Ce ne fut évidemment pas facile. Quand un président réputé inculpé pour blanchiment d’argent commence sa présidence en proclamant que la richesse est une vertu, il est difficile de ne pas s’inquiéter. Quand ce même président dans son discours d’investiture semble assimiler les appels à la reddition de comptes à des représailles politiques, l’inquiétude se mue en appréhension. Quand ce même président est le dauphin du roi rose qui présida à la dilapidation des fonds Petrocaribe et les quelques miettes de l’aide internationale post-séisme, le doute se fait presqu’impossible. Il le fallait pourtant. Pour respirer. Non pas parce qu’on y croit mais parce qu’on veut espérer.

Aujourd’hui, 7 février 2018, le moratoire est terminé et les conclusions sont peu encourageantes: le Président Moïse ne semble guère plus avancé dans la lutte contre la corruption que Melania Trump dans la lutte contre le harcèlement en ligne.

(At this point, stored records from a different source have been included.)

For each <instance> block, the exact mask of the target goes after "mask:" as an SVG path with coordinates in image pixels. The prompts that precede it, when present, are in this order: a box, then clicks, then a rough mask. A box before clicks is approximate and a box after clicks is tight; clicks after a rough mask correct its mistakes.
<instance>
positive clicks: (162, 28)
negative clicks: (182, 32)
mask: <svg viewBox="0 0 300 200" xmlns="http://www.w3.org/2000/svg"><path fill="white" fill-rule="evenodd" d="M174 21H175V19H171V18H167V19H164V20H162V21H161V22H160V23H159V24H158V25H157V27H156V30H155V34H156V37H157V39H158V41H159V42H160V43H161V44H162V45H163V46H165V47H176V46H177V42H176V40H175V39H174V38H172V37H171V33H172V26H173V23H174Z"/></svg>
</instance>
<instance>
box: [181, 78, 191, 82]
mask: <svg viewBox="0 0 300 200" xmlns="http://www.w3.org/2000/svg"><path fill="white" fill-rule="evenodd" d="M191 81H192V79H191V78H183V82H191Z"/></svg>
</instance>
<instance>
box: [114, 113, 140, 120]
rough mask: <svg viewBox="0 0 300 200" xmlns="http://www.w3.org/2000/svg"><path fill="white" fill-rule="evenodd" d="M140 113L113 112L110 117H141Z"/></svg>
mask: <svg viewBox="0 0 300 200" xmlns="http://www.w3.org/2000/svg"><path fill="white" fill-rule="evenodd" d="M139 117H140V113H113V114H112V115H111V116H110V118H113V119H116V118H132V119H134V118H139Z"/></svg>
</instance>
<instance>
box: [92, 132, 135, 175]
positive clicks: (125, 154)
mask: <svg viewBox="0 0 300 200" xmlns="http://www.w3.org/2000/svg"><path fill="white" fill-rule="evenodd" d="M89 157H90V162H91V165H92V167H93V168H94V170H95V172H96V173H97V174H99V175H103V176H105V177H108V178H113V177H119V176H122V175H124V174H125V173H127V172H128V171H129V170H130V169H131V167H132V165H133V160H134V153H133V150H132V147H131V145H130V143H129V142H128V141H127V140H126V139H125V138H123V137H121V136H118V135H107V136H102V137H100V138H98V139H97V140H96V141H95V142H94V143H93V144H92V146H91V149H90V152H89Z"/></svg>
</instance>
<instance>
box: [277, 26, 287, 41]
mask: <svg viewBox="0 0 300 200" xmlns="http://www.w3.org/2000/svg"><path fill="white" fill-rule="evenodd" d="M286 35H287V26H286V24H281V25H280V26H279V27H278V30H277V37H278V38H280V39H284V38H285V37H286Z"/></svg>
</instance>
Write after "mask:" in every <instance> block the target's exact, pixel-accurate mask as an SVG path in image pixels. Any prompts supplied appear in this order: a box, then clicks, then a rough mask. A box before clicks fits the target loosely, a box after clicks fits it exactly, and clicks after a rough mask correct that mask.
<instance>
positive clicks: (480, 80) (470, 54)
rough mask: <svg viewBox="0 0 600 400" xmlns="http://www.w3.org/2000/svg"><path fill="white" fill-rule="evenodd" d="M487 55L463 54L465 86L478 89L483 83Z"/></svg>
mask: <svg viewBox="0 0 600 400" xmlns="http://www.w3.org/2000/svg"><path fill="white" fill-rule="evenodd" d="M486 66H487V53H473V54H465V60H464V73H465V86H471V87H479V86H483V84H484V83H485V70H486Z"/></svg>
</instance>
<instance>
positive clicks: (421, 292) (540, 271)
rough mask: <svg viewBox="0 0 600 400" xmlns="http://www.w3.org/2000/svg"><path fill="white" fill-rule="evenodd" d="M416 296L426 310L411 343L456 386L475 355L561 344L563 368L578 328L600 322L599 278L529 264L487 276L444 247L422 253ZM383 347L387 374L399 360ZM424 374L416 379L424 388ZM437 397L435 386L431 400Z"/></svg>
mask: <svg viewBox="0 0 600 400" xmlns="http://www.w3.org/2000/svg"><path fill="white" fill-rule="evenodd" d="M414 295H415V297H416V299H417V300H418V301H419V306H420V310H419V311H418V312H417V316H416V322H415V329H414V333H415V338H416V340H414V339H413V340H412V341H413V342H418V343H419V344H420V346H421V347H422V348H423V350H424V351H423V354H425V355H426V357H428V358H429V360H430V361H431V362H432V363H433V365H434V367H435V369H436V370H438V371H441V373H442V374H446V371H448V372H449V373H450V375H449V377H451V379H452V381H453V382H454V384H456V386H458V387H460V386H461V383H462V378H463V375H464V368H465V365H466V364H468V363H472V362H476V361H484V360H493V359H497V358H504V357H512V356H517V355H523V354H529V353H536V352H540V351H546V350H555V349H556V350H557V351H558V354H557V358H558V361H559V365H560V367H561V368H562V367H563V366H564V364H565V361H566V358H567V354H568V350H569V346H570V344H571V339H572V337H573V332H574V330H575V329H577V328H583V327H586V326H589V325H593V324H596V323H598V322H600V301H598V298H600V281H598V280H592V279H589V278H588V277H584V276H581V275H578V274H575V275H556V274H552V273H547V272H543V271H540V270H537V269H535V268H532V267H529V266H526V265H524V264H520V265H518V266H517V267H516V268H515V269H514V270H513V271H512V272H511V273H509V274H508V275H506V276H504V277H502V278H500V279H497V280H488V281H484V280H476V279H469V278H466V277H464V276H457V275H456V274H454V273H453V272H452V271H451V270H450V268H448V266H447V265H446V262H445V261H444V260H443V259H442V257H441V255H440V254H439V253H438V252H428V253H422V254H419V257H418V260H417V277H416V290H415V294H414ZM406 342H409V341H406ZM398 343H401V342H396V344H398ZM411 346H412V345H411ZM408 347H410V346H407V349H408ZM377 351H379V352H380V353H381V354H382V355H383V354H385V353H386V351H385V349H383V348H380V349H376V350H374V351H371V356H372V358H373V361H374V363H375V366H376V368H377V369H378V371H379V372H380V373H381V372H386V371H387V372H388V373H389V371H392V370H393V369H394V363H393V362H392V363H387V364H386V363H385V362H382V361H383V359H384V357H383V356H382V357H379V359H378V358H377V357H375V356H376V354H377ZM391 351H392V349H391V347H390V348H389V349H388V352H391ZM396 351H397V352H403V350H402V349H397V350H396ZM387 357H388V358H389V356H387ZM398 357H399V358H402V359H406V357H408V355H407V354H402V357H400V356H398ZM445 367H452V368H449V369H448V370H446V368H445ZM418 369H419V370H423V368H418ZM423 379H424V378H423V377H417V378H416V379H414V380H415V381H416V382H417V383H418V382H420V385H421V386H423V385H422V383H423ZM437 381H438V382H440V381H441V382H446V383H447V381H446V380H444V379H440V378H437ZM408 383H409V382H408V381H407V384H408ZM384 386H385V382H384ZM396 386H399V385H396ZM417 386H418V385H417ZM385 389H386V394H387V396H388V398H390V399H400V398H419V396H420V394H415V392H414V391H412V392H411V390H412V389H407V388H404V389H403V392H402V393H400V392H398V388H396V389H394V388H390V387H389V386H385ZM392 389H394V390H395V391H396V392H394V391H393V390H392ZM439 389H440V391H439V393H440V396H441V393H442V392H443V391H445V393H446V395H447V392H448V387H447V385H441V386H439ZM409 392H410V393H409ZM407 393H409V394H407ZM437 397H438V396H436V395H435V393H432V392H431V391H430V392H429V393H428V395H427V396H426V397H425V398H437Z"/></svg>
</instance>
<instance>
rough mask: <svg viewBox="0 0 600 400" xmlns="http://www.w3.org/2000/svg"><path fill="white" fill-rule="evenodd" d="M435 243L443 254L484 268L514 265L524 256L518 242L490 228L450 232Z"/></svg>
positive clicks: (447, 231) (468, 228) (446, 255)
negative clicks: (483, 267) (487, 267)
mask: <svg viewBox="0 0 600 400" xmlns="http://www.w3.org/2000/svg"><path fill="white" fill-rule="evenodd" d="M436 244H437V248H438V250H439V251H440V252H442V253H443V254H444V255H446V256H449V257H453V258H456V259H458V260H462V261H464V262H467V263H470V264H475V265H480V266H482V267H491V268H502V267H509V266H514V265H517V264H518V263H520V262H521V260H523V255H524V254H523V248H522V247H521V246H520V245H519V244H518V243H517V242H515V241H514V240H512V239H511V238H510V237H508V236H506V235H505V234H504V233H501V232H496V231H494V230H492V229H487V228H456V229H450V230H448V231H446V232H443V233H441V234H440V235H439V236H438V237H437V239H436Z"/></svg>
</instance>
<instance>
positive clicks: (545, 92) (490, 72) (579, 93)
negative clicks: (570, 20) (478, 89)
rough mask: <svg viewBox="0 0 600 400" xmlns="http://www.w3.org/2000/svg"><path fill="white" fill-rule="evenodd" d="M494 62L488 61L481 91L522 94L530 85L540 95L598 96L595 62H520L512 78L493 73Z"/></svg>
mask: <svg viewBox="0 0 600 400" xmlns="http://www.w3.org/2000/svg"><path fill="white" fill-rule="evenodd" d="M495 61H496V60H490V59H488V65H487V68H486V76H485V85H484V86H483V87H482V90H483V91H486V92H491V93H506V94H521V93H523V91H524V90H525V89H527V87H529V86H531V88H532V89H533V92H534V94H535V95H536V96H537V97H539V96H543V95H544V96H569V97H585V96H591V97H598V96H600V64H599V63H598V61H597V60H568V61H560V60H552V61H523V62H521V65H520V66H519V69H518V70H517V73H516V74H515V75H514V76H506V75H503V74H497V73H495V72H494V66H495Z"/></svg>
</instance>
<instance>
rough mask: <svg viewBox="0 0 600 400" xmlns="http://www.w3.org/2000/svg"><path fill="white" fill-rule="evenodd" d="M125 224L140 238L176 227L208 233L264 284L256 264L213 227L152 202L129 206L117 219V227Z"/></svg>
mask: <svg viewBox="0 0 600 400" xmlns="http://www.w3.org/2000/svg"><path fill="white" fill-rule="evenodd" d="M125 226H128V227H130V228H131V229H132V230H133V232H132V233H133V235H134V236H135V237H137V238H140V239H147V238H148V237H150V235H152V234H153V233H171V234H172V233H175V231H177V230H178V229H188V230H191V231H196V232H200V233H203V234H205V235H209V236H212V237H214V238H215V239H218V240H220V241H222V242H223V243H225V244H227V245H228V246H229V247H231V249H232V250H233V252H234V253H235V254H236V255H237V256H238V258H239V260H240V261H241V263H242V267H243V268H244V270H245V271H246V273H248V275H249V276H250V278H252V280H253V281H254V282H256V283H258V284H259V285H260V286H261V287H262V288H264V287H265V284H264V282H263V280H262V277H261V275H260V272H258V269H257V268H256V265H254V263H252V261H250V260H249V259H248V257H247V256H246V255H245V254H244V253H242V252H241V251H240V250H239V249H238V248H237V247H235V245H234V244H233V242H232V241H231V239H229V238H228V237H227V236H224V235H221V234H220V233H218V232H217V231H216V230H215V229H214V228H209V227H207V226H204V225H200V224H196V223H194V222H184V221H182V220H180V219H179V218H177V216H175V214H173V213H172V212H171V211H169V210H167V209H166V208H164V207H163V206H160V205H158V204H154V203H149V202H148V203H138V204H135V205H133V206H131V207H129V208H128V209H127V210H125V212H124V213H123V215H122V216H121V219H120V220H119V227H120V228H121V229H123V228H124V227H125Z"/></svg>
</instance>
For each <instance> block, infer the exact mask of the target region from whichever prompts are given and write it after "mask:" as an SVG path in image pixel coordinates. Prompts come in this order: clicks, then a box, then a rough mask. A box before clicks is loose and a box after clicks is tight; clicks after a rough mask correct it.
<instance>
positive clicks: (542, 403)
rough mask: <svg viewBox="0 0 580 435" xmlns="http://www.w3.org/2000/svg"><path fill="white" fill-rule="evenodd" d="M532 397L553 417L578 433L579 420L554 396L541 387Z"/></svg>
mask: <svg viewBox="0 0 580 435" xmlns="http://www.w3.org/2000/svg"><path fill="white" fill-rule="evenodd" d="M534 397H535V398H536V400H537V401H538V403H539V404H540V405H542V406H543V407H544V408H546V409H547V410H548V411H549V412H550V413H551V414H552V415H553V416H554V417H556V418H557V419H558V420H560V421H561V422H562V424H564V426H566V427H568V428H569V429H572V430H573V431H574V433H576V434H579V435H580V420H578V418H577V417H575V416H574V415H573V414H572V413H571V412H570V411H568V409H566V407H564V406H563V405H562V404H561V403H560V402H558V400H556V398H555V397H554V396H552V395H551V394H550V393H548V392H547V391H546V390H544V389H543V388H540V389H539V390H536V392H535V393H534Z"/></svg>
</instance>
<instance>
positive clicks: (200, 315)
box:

Le président américain Donald Trump est le plus grand harceleur en (et hors) ligne sur la planète, la First Lady qui lutte contre le bullying , ce n’est pas très crédible. Idem pour notre Seigneur de la banane. Au moins, Mme Trump a arrêté d’en parler. Notre Président ne rate pas une chance de crier à cor et à cri que lui seul peut nous sortir de là. On voudrait bien le croire, mais:

Puis il y eut Paris. Paris, où notre bon président, grand pourfendeur de la corruption, s’adressant à des membres de la diaspora, réduisit le Rapport de la commission sénatoriale spéciale d’enquête sur le fonds Petrocaribe couvrant les périodes allant de septembre 2008 à septembre 2016 à « un empressement visant à détourner l’attention ». De quoi, de sa caravane, de ses carnavals, d’Agritrans, des arrestations qui n’arrivent pas? De quoi le rapport cherche-t-il donc à nous distraire, monsieur le Président? De l’accusation de blanchiment d’argent qui plombe votre présidence? De la blanche villa balnéaire de celui qui vous a fait prince et qui pour se défendre a préféré injurier un journaliste qui a osé le questionner et a dû oublier qu’un micro d’un invité ça se débranche? Quoiqu’il en soit, le Président Moïse ne s’inquiète pas puisque « grâce soit rendue à Dieu, j’ai des gens partout. Mwen te deja konnen anndan sistèm nan, nou fè yon jan pou bagay la trennen ».

C’est à Paris – où il a été servilement proposer au président français, Emmanuel Macron, de compter sur lui pour faire entrer le français – « notre langue officielle » – à la Caricom, que le Président Moïse a perdu pour moi le bénéfice du doute. Il lui restait encore deux mois pour terminer sa première année mais le doute n’était plus possible: notre Président est coupable. Atteint d’hyperprésidentite aigüe, adepte de la monarchie présidentielle, il s’est ingénié à tout ramener à lui, jusqu’à annoncer avoir nommé des juges corrompus pour miner le peu de confiance qui restait dans la justice haïtienne. La sape des institutions est complète. Les trois pouvoirs Exécutif (caravane), Parlement (phtk), Justice (juges corrompus) ne se conçoivent plus qu’à travers un homme: Jovenel Moïse, petit Trump des Caraïbes, soupçonné de blanchiment d’argent et seul capable de nous sauver de la corruption, cité dans le rapport Petrocaribe dans l’échec du programme Banm Limyè Ban m Lavi et seul capable de nous donner de l’électricité 24/24, Nègre de la Banane sans banane et seul capable de sauver l’agriculture haïtienne.

Dans les Misérables, l’evêque de Digne faisait remarquer que « le coupable n’est pas celui qui fait le péché mais celui qui fait l’ombre ». Le Président Jovenel Moïse doit répondre de la nuit qu’il produit. Les chèques zombies ne peuvent en rester là, les surfacturations non plus, le dossier Petrocaribe, encore moins. L’avenir d’Haïti passe par l’assainissement de ses institutions et donc par nous. La lutte contre la corruption est une chose trop importante pour la laisser aux politiciens.